Research Methods for Postgraduates by Greenfield Tony; Greener Sue; & Sue Greener
Author:Greenfield, Tony; Greener, Sue; & Sue Greener
Language: eng
Format: epub
ISBN: 9781118762998
Publisher: John Wiley & Sons, Incorporated
Published: 2016-08-19T00:00:00+00:00
Quantitative approaches such as questionnaires overcome these difficulties (although they pose some others, the main one probably being the fact that they are necessarily reductionist).
Kansei engineering (KE) is a quantitative method used in emotional design and usually based on the use of questionnaires. The Japanese word kansei means sensitivity or sensibility. Simon Schütte (2005: p. 36) proposes the following explanation of kansei: ‘Kansei is an individual's subjective impression from a certain artifact, environment or situation using all the senses of sight, hearing, feeling, smell, taste and the sense of balance as well as recognition’. For example, a beautiful photograph of a landscape full of snow can elicit the kansei ‘calmness’. In a KE study, the main purpose is discovering which technical parameters of a product convey the chosen emotions. Imagine we are studying watches. We want to discover, say, that if the face of a watch is rectangular, the watch is perceived as being elegant. Or that analogue displays are perceived as classical, whereas digital displays are perceived as modern. In this way, we not only get information about the specific watches used in the study, but also discover general rules that are valid even for watches not yet created.
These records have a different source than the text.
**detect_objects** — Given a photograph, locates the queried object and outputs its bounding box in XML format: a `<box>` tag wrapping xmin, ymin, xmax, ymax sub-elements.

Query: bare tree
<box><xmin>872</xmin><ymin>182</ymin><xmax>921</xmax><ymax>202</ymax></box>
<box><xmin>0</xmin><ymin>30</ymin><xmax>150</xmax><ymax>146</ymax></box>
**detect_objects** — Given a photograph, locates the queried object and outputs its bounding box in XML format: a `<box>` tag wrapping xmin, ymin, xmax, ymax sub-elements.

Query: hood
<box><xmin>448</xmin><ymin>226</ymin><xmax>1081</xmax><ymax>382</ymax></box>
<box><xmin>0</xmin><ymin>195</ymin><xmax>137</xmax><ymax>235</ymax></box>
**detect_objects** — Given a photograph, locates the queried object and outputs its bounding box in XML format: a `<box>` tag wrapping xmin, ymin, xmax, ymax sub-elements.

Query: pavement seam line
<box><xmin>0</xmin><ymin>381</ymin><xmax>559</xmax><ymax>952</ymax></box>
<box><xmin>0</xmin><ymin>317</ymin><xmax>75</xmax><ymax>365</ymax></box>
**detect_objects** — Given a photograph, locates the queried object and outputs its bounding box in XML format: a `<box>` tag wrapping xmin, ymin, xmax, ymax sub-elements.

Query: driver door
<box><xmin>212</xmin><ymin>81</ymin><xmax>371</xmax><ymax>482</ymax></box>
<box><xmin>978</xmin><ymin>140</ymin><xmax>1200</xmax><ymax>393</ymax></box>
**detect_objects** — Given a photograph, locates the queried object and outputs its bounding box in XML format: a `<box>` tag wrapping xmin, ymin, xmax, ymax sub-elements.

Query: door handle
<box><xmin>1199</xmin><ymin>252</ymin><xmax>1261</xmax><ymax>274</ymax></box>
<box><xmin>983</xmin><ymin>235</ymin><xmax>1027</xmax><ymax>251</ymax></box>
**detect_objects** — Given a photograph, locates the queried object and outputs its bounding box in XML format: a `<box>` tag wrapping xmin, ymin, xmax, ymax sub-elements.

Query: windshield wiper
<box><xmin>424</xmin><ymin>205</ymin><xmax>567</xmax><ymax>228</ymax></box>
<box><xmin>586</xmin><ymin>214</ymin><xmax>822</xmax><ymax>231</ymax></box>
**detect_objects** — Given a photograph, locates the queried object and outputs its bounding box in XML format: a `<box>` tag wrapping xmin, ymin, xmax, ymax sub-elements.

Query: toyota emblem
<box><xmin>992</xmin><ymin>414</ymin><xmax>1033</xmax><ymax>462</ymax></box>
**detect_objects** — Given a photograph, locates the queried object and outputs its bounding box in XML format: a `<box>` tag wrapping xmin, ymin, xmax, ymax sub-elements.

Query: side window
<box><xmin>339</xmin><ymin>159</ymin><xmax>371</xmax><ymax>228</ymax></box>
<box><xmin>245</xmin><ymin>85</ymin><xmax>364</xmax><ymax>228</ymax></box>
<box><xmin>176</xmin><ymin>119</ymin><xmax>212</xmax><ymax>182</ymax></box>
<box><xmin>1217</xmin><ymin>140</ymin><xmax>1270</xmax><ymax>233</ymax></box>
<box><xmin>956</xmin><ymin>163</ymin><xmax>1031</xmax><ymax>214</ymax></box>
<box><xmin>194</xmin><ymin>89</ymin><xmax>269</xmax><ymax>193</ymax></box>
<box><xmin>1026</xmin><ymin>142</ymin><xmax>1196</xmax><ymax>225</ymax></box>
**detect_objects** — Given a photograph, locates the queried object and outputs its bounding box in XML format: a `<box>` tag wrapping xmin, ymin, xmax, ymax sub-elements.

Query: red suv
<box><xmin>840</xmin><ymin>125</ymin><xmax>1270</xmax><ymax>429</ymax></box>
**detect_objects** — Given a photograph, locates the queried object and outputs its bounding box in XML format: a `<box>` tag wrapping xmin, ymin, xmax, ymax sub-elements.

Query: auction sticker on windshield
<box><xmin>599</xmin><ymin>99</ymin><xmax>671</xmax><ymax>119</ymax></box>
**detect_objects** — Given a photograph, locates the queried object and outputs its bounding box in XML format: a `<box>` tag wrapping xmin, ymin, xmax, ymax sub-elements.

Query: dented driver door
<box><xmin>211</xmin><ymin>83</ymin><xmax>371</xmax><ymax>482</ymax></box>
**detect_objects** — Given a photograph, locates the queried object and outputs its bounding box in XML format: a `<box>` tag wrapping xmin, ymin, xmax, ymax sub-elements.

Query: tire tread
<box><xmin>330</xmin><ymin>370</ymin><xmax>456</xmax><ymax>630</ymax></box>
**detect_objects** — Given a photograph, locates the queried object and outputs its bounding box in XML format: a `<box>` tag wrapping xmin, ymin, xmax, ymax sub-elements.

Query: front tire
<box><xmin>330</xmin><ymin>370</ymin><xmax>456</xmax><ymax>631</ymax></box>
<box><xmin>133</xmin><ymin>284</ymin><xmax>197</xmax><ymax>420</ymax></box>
Therefore, it is a method for incorporating emotions in the product development phase.
In KE, there is an attempt to describe the whole range of emotions a product can convey. We are not modelling a unique response (such as the elements that make people prefer one watch over the others) but several responses (such as the elements that provoke people to perceive a watch as being modern, elegant, reliable and so on). There are as many responses as necessary concepts to cover the whole range of expected emotions.
The method was first proposed by researcher Mitsuo Nagamachi in the 1970s. He had a background in psychology and medicine and was working at that time in Hiroshima University's Faculty of Engineering (Childs et al., 2003). The term kansei engineering was first used in 1986 by Kenichi Yamamoto, then the president of Mazda Motor (Schütte, 2005). Professor Nagamachi soon adopted this term. Since then, KE has been successfully used in several sectors: automotive, apparel, electronic home products and packaging, among others, initially in Japan and Korea. A paper by Mitsuo Nagamachi (1995) published in the journal Applied Ergonomics can be considered as a seminal paper where Professor Nagamachi presents his proposal to the world scientific community.